Manuel Balce Ceneta/AP

Trump's Vision for Pennsylvania Avenue

271-room luxury hotel would preserve the 19th-century exterior of the Old Post Office.

More than a half-century after President Kennedy pressed for a renewal of a then-blighted Pennsylvania Avenue, another experienced presidential candidate is making his mark on Washington’s grand boulevard.

Developer Donald Trump, who last year won a General Services Administration 60-year lease to renovate the historic Old Post Office, has offered a glimpse of his plans for a 271-room luxury hotel that preserves the 19th-century exterior. In New York Times business story published Wednesday, Trump described the 16-foot-ceiling rooms that “will be the largest of any of the rooms in D.C.,” and supplied the paper with an artist’s rendering of the planned 13,000-square-foot Grand Ballroom of Trump International Hotel. “It’s very unusual to have that frontage on such an unusual thoroughfare,” Trump said. “We’re looking to make that one of the great hotels of the world.”

It’s a far cry from the long-empty food court and offices of the National Endowments for the Arts and Humanities, which GSA was required to relocate (they moved this month to 7th Street Southwest).

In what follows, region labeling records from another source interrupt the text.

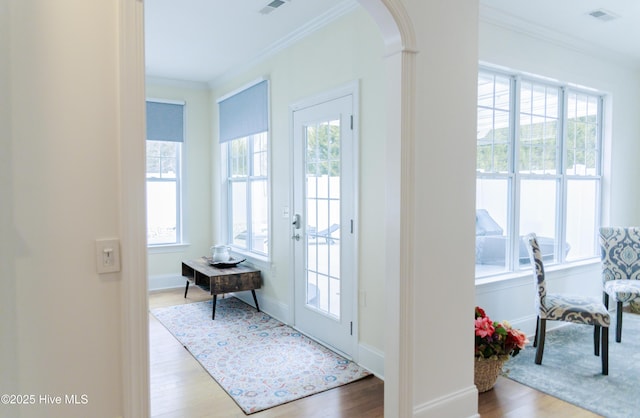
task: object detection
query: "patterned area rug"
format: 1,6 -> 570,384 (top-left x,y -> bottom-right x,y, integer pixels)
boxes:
503,312 -> 640,418
151,297 -> 371,414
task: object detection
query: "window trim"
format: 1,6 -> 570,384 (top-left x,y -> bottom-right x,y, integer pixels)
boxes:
145,97 -> 189,247
475,64 -> 606,284
225,131 -> 272,261
216,77 -> 273,266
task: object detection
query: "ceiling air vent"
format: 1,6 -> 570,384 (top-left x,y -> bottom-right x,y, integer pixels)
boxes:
589,9 -> 619,22
260,0 -> 286,15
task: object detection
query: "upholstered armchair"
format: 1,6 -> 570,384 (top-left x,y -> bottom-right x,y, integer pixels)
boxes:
527,234 -> 611,375
600,227 -> 640,342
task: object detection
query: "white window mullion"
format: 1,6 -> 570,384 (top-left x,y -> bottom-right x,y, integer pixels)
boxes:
507,77 -> 521,271
556,87 -> 569,263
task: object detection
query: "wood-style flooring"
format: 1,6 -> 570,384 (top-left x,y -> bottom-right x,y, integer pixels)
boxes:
149,286 -> 597,418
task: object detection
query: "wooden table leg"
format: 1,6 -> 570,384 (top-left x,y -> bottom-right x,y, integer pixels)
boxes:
251,290 -> 260,312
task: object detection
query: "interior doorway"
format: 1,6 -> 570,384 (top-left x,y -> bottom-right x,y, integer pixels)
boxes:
120,0 -> 415,416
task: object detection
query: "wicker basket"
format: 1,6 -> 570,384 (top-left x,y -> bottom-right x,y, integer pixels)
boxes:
473,358 -> 507,393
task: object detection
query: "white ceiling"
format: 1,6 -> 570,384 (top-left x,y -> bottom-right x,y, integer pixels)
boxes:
144,0 -> 357,82
480,0 -> 640,66
144,0 -> 640,83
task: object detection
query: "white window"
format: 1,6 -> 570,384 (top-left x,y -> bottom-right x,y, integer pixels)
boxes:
218,80 -> 269,257
146,101 -> 184,245
476,69 -> 604,277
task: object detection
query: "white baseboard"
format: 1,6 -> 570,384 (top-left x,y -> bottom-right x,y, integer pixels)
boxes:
149,274 -> 187,291
358,343 -> 384,380
413,385 -> 480,418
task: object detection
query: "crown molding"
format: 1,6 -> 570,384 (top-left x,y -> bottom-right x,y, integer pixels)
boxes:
479,4 -> 640,68
208,0 -> 359,89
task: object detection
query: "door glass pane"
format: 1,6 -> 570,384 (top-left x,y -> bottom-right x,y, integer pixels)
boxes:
305,120 -> 341,318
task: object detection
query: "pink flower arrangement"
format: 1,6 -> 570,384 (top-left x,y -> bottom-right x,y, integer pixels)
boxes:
475,306 -> 529,359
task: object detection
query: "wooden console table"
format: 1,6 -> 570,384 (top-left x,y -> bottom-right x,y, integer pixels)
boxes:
182,258 -> 262,320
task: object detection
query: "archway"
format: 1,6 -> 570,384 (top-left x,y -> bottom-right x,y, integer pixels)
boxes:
119,0 -> 415,417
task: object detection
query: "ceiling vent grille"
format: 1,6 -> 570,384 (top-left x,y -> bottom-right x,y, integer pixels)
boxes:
589,9 -> 619,22
260,0 -> 286,15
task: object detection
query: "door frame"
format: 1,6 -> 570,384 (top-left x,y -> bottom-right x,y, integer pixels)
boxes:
288,80 -> 360,362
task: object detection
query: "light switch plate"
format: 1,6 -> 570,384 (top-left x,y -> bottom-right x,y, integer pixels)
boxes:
96,238 -> 120,274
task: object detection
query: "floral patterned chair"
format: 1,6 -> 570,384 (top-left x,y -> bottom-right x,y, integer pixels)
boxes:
527,234 -> 611,375
600,227 -> 640,342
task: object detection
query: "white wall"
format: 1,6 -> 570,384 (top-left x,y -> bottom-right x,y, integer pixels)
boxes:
0,0 -> 123,417
0,0 -> 484,417
476,21 -> 640,334
146,79 -> 217,289
400,0 -> 478,417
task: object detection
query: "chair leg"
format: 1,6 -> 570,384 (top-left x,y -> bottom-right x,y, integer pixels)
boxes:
533,316 -> 540,348
536,317 -> 547,364
616,302 -> 622,343
602,327 -> 609,376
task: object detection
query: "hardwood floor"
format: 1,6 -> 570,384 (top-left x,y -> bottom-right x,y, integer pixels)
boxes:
149,286 -> 598,418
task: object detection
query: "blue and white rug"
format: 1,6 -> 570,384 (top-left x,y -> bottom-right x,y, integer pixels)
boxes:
503,312 -> 640,418
151,297 -> 371,414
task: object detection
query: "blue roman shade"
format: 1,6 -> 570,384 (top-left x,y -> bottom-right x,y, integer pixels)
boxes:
147,101 -> 184,142
218,80 -> 269,143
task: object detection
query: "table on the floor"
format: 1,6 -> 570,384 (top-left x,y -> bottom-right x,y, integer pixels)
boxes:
182,258 -> 262,320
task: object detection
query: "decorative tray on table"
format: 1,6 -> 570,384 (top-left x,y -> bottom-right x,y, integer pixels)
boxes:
204,257 -> 246,269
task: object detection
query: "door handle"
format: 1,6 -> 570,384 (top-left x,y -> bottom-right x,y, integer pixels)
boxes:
292,213 -> 302,229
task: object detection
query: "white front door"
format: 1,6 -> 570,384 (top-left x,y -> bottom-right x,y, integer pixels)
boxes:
292,94 -> 357,357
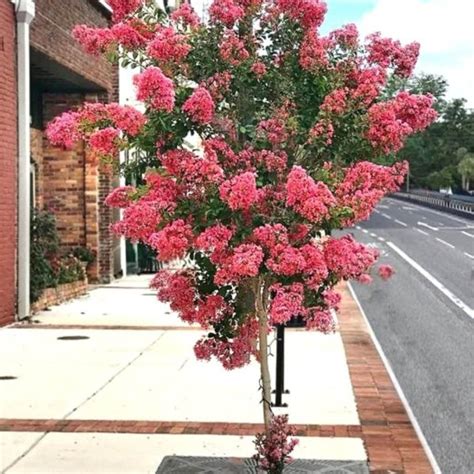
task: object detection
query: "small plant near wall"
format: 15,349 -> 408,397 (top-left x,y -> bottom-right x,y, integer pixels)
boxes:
48,0 -> 436,472
30,210 -> 85,302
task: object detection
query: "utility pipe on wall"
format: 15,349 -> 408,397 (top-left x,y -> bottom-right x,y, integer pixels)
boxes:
14,0 -> 35,319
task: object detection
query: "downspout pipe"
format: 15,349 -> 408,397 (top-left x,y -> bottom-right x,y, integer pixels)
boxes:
15,0 -> 35,320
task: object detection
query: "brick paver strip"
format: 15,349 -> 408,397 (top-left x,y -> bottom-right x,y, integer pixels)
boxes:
0,284 -> 433,474
338,284 -> 433,474
0,418 -> 363,438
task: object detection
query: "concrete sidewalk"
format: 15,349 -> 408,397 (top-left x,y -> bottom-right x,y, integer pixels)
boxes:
0,276 -> 432,474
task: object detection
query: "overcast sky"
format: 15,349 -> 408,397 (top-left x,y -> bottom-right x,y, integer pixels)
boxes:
191,0 -> 474,107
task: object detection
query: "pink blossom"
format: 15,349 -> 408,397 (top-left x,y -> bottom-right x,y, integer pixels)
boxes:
171,2 -> 201,28
196,224 -> 233,252
219,32 -> 250,66
106,103 -> 146,137
309,118 -> 334,145
254,415 -> 298,472
229,244 -> 263,277
378,265 -> 395,280
150,270 -> 197,323
268,283 -> 306,324
183,86 -> 216,125
147,27 -> 191,64
367,33 -> 420,77
252,224 -> 288,251
276,0 -> 327,30
72,25 -> 115,55
299,30 -> 329,71
300,244 -> 329,290
321,88 -> 348,115
89,127 -> 120,156
305,308 -> 335,334
250,61 -> 267,77
323,235 -> 379,279
112,203 -> 161,242
209,0 -> 244,28
267,244 -> 306,276
108,0 -> 143,22
148,219 -> 193,262
329,23 -> 359,49
111,19 -> 150,50
104,186 -> 136,208
286,166 -> 336,222
194,318 -> 258,370
46,112 -> 81,149
219,171 -> 258,211
133,66 -> 175,112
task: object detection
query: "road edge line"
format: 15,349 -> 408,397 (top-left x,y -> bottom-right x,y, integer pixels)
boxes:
387,242 -> 474,319
347,281 -> 442,474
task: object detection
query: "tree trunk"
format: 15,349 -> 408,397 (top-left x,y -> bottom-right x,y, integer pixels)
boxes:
255,278 -> 272,432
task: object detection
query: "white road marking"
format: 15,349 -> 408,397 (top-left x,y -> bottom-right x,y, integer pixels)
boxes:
417,221 -> 439,230
347,282 -> 441,474
436,237 -> 454,249
387,242 -> 474,319
395,219 -> 407,227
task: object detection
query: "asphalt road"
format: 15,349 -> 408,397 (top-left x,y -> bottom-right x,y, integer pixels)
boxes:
342,199 -> 474,474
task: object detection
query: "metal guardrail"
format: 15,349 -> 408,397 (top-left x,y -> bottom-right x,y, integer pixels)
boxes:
392,192 -> 474,219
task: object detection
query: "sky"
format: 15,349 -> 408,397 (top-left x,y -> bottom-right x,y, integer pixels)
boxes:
191,0 -> 474,108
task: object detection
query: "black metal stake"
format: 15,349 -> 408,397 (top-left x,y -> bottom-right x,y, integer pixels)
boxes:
272,324 -> 290,407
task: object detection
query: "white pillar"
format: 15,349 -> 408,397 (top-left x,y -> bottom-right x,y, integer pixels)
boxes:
16,0 -> 35,319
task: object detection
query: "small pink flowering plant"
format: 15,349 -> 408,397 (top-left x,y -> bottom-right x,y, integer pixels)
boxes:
48,0 -> 436,468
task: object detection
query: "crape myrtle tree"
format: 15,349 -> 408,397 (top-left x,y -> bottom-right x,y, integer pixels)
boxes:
48,0 -> 436,472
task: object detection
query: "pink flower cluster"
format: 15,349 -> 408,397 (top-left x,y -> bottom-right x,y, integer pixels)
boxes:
148,219 -> 193,262
183,86 -> 216,125
323,235 -> 379,280
72,25 -> 114,55
133,66 -> 175,112
367,33 -> 420,77
171,2 -> 201,28
268,283 -> 306,324
299,30 -> 330,71
320,87 -> 349,115
254,415 -> 298,472
46,112 -> 81,149
329,23 -> 359,49
112,202 -> 161,242
219,171 -> 259,211
336,161 -> 408,225
309,118 -> 334,145
209,0 -> 244,28
104,186 -> 136,208
367,92 -> 437,153
286,166 -> 336,222
89,127 -> 120,156
219,31 -> 250,66
147,26 -> 191,64
108,0 -> 143,22
194,318 -> 258,370
276,0 -> 327,30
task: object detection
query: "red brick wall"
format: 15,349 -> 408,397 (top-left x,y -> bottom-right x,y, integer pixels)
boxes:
30,0 -> 113,90
0,0 -> 17,325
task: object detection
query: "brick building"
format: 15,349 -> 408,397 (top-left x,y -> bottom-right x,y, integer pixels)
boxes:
0,0 -> 120,325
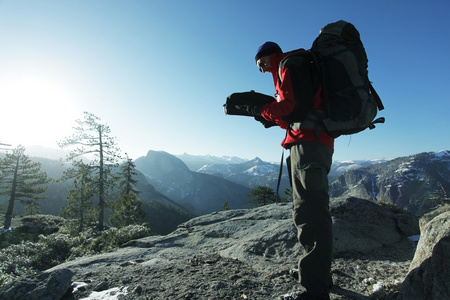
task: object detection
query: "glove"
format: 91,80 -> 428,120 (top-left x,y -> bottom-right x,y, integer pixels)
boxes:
255,116 -> 278,128
235,105 -> 261,117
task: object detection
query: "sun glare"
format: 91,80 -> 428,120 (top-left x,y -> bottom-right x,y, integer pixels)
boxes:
0,74 -> 75,147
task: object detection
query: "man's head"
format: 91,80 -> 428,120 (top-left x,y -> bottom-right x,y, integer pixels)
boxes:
255,42 -> 283,73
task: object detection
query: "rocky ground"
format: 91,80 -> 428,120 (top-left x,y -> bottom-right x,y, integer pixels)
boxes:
67,249 -> 412,300
0,198 -> 424,300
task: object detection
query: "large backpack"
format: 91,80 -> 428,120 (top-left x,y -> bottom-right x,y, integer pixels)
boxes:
280,21 -> 384,137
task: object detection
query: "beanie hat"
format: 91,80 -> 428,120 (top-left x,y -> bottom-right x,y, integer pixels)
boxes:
255,42 -> 283,61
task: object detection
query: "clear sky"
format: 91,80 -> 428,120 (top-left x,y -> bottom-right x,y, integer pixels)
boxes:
0,0 -> 450,161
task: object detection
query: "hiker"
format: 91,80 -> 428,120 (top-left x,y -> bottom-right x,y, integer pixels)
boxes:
250,42 -> 334,299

Trump plans to complete the Post Office renovation in time for the 2017 inauguration.

Asked why Trump was selected, GSA chief Dan Tangherlini said, “It was a combination of the viability of the business plan, the quality of the commitment to preserving the asset and a sense that this was the best deal on the table for the American taxpayer.”

Trump, who is seldom content to rest on his laurels, told the reporter he now has his eyes on the site of the FBI building, whose occupants are slated to move to a new and larger facility on a site GSA is still selecting.